I remembered a visit I had with my grandma around summer time last year where she walked through the entire house with me like a curator. She must have known things were going downhill because she started to point out each item of worth in her home. She said she didn't want us to be fooled by how much they could be sold for. The whole thing felt a bit warped to me and every time I'd tell her she'd just smile and proceed.

She looked fine to me, she had just visited me a couple of months prior in college during our Mother's weekend. Everyone thought that she was my mother and my mom was my sister. Not a hard one to mistake, age-wise I could see how most people would be correct. All of the boys on the floor above mine loved my grandma, because she had crocheted pot holders for all of them. She would often laugh about this saying, "I don't know why those boys were so in love with those pot holders." She had sent several more to my dorm room after she had left at the request of the boys who hadn't received one, do to lack of time and string.

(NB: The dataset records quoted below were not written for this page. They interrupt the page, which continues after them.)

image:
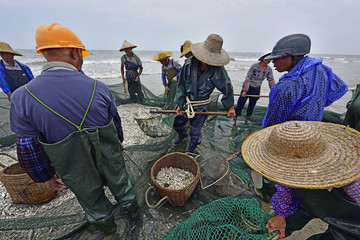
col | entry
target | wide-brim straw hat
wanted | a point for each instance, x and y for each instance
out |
(186, 48)
(161, 56)
(126, 45)
(210, 51)
(4, 47)
(305, 154)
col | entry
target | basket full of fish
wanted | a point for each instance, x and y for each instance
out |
(152, 125)
(174, 178)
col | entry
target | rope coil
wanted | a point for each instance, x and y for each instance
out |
(190, 113)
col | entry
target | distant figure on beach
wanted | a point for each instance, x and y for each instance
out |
(201, 74)
(352, 117)
(252, 86)
(134, 69)
(301, 94)
(185, 49)
(13, 74)
(170, 72)
(68, 125)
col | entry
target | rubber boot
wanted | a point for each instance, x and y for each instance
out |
(192, 147)
(180, 138)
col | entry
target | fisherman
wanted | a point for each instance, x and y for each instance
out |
(13, 74)
(132, 64)
(352, 117)
(185, 49)
(68, 125)
(252, 85)
(301, 94)
(317, 169)
(170, 72)
(201, 74)
(308, 87)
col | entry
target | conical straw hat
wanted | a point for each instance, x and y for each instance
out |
(4, 47)
(210, 51)
(126, 45)
(161, 56)
(305, 154)
(186, 48)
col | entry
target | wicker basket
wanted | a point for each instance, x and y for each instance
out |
(22, 188)
(177, 160)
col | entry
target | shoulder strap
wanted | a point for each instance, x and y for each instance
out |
(78, 127)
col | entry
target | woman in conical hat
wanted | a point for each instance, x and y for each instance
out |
(133, 67)
(252, 85)
(317, 169)
(201, 74)
(13, 74)
(170, 72)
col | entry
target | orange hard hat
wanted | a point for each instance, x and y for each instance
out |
(55, 35)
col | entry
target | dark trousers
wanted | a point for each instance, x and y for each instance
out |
(335, 208)
(135, 88)
(252, 102)
(196, 124)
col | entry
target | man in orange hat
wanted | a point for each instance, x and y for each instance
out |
(68, 125)
(13, 74)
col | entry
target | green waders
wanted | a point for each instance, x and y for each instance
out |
(170, 96)
(87, 160)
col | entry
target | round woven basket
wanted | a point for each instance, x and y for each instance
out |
(22, 188)
(176, 160)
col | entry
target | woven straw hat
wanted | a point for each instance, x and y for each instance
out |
(186, 48)
(161, 56)
(126, 45)
(210, 51)
(304, 154)
(4, 47)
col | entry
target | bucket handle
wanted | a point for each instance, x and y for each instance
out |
(193, 155)
(157, 204)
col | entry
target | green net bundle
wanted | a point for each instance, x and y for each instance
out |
(226, 218)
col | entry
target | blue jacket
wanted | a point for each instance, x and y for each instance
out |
(3, 81)
(303, 92)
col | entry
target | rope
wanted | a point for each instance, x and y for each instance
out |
(190, 113)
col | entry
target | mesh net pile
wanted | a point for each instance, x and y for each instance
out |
(226, 218)
(231, 216)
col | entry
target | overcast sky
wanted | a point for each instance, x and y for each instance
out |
(245, 25)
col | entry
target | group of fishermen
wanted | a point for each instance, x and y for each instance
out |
(68, 125)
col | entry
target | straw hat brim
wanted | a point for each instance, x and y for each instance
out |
(210, 58)
(187, 50)
(11, 51)
(337, 166)
(123, 49)
(164, 55)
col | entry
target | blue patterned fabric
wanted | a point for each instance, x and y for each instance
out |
(303, 93)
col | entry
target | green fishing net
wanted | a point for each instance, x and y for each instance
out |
(226, 218)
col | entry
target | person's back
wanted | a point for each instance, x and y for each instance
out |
(68, 92)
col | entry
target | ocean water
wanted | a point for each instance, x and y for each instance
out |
(104, 65)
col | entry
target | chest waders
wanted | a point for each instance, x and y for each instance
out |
(133, 86)
(170, 96)
(87, 160)
(15, 78)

Grandma walked all through out the house pointing out old crock pots and pickle jars, citing that the old crocks to make pickles were worth a lot and don't get fooled if someone says otherwise! She then went through some of the photos with me, the old photos ones from before she was born. Slowly going through our families history. It's now that I wish I had recorded this information in some form, I just never thought that she'd be gone.

I was envious of my cousins who had children even though they were my age. I wanted my children to have known her, felt her touch, been held by her if only once. Now I don't know if I want them at all and I know that this won't ever happen.

I've always pictured her as the ideal woman, the most beautiful woman based off of her kindness and soul. She would tell me that if someone came to her door asking for shelter regardless of his or her state that she would let them in, because it was the right thing to do. I often wonder if I'd ever be so trusting.